Khoury is known for adding colourful doodles to several of Beirut’s war-scarred buildings, and has applied the same sensibility to his latest installation, Burj Al Hawa (wind in Arabic). The colourful shades covering the empty windows of the tower “dance” in the blowing wind, “resurrecting the tower back to life, and painting smiles on resident’s faces”.
Known also as Murr Tower or Beirut Trade Centre, construction on the tower began in 1974, a year before the Lebanese civil war, and was designed to feature office spaces, retail and food and beverage outlets.
The unfinished building is “filled with scars, constantly provoking the city’s residents, whose past is shadowed by war, and present is spent dealing with those harsh memories”, the architect said.

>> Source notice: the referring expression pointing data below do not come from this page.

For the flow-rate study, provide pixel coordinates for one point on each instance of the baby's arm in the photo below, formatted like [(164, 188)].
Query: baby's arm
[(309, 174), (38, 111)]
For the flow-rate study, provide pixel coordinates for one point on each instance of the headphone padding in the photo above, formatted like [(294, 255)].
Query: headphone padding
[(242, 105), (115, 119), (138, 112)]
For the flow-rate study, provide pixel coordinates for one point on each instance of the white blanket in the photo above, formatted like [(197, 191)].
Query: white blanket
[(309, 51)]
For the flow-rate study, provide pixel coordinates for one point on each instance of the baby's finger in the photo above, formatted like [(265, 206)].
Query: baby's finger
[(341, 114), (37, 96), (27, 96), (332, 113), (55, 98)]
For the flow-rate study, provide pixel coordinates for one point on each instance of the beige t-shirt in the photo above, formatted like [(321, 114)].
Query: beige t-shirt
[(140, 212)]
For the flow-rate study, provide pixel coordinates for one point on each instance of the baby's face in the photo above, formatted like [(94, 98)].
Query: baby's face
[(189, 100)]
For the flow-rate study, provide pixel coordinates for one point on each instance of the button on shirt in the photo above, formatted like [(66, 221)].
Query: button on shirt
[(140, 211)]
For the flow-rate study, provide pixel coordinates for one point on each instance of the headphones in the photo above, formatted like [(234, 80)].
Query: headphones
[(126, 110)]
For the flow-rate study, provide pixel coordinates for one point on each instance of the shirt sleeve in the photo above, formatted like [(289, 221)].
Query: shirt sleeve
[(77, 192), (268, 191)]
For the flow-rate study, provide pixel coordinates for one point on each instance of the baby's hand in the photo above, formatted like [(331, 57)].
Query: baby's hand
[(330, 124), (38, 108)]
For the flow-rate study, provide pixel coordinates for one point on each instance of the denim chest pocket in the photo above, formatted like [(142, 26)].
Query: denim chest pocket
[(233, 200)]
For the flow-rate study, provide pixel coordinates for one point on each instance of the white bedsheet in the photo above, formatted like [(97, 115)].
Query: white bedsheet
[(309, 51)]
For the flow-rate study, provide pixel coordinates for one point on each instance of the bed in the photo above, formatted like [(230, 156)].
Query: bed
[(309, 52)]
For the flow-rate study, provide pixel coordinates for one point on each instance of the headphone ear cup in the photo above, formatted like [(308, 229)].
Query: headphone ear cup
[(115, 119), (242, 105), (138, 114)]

Khoury explained that due to the tower being the tallest structure at that time and located above the ‘Green Line’ (the invisible no-mans land that separated East and West Beirut), it was the ideal location for sniper shooters.
Architectural projects designed by international firms are now beginning to grace Beirut’s skyline, including Herzog & de Meuron’s Beirut Terraces, and Foster + Partner’s 3Beirut residential complex in Beirut Central District, adding to the city’s contemporary urbanscape.

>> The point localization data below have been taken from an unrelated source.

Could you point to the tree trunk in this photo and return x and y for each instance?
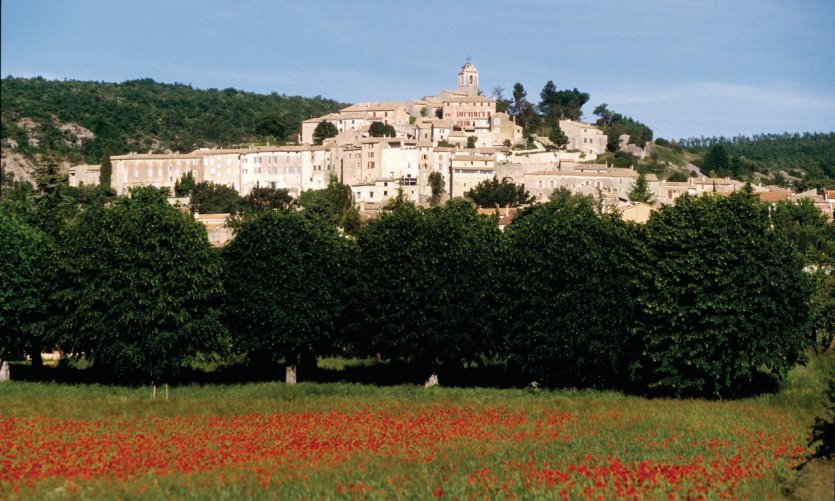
(37, 361)
(290, 375)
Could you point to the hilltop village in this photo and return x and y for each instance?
(457, 133)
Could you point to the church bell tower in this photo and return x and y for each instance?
(468, 79)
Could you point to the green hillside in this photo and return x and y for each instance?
(43, 116)
(809, 158)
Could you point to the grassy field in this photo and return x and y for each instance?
(341, 440)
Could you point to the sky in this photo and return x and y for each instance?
(686, 68)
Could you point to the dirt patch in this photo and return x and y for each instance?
(816, 481)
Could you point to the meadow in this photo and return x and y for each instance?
(347, 440)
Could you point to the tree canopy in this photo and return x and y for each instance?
(640, 191)
(142, 115)
(570, 278)
(282, 274)
(138, 287)
(614, 125)
(495, 193)
(24, 287)
(334, 204)
(425, 260)
(323, 131)
(558, 105)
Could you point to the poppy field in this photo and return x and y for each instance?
(325, 441)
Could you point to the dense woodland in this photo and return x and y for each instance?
(143, 115)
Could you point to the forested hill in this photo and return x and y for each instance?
(77, 121)
(808, 157)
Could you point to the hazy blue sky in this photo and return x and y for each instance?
(685, 68)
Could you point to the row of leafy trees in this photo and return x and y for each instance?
(811, 157)
(555, 105)
(695, 302)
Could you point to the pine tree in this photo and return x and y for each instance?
(106, 171)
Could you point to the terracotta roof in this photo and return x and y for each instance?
(774, 196)
(379, 106)
(469, 99)
(155, 156)
(478, 158)
(615, 172)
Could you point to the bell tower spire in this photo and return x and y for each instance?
(468, 79)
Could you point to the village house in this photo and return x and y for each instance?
(84, 175)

Lebanese architects are also addressing various issues in the city, both architecturally and through design, restoring important heritage buildings and creating a discourse on issues such as the environment and internal crises.
Lebanese architect Annabel Karim Kassar is currently restoring an Ottoman mansion in Beirut to preserve its architectural past, while a number of young designers tackled Beirut’s garbage crisis during Beirut Design Week last year.